Most buyers understand that investing in the right small business requires a thorough due diligence process. However, there’s much more to evaluating a potential purchase beyond assessing the company’s cash flow, sales trends and expenses. Short of digging up a crystal ball, a smart way to gauge the potential of a small business purchase is to evaluate whether or not the ownership succession process will be a smooth one.

Three Key Questions to Ask Business Owners Regarding the Transition Process:

During negotiations with the current business owner, you’ll get a natural feel for how easy or collaborative they’ll be to work with during the succession phase. Gut instinct aside, keep an eye out for a few tangible factors that foreshadow a seamless hand-off, such as:

  • Is the owner willing to stay on board as an advisor (even temporarily) after the deal closes? This can set the tone for your succession process. With most transactions, sellers agree to stick around for a month post-sale to train their successor, answer specific questions and transition key accounts.

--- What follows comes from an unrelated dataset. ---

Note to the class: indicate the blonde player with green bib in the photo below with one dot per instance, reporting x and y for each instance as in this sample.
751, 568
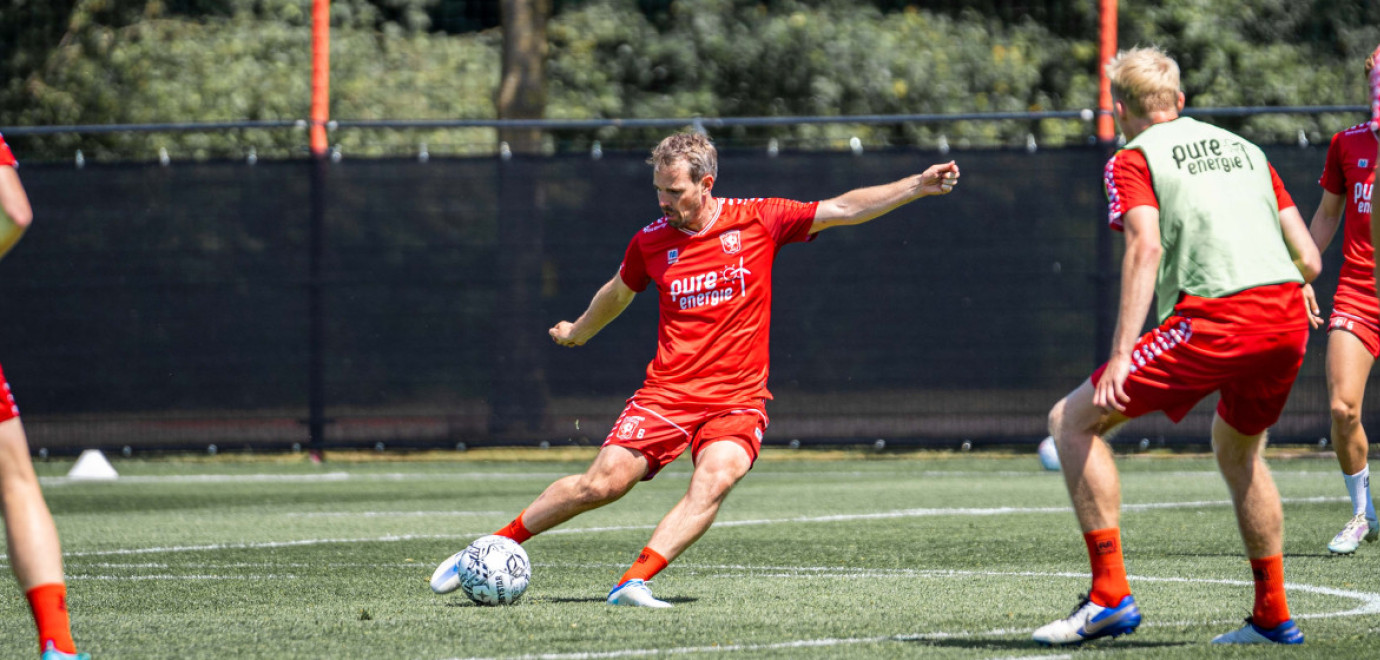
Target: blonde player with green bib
1213, 236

    Seller financing also demonstrates a commitment to a successful transition, since the owner remains financially invested in the business. If a seller expresses intent to move on from the business as soon as the ink dries, that could leave you with a steeper learning curve during the first few months of ownership.

    You’ll also want to gauge the seller’s willingness to sign a non-compete agreement. If their post-sale plans involve starting a similar business across town, that could jeopardize your ability to retain key customers and staff. Sellers willing to include seller financing as a part of the deal demonstrate

  • Has the owner created (or is willing to set up) financial incentives that motivate retention? Veteran employees and upper management are valuable allies to have during the early days of running your new business. But has the previous owner given them a good reason to stay? Early in the deal-making process, find out if the seller has created (or is willing to set up) financial incentives that motivate retention.

    For instance, some business owners establish long-term incentive plans, or bonus accounts that employees can draw from after a certain number of years. In other cases, these bonus amounts may be partially contingent on the company’s performance over time, giving key employees’ a vested interest in the business succeeding long after the original owner steps away.

  • Is there a strategic plan for communicating the news to customers? A seller who has a game plan for letting customers know about the sale is another indicator of a painless transition of power. Ideally, they will be prepared to share the news personally with clients as soon as the deal is done to ensure that the announcement doesn’t leak through a third party (like the media, a competitor or another customer).

    At the same time, determine whether or not the seller is game to spend time bringing you up to speed on important clients’ account histories, needs and challenges. The more context the seller provides, the easier it will be to earn customers’ trust and sustain their loyalty.

When purchasing a small business, it’s important to interview the owner carefully and conduct a thorough due diligence. It’s also good to have options. With the economy in a stable holding pattern and more Baby Boomers prepping for retirement, there is plenty of supply for eager business buyers to choose from. According to BizBuySell, the number of U.S. small businesses listed for-sale during Q4 2016 rose 7.8 percent year-over-year. Yet, the more discerning you are as a buyer, the faster you’ll hone in on the right match in a sea of for-sale listings.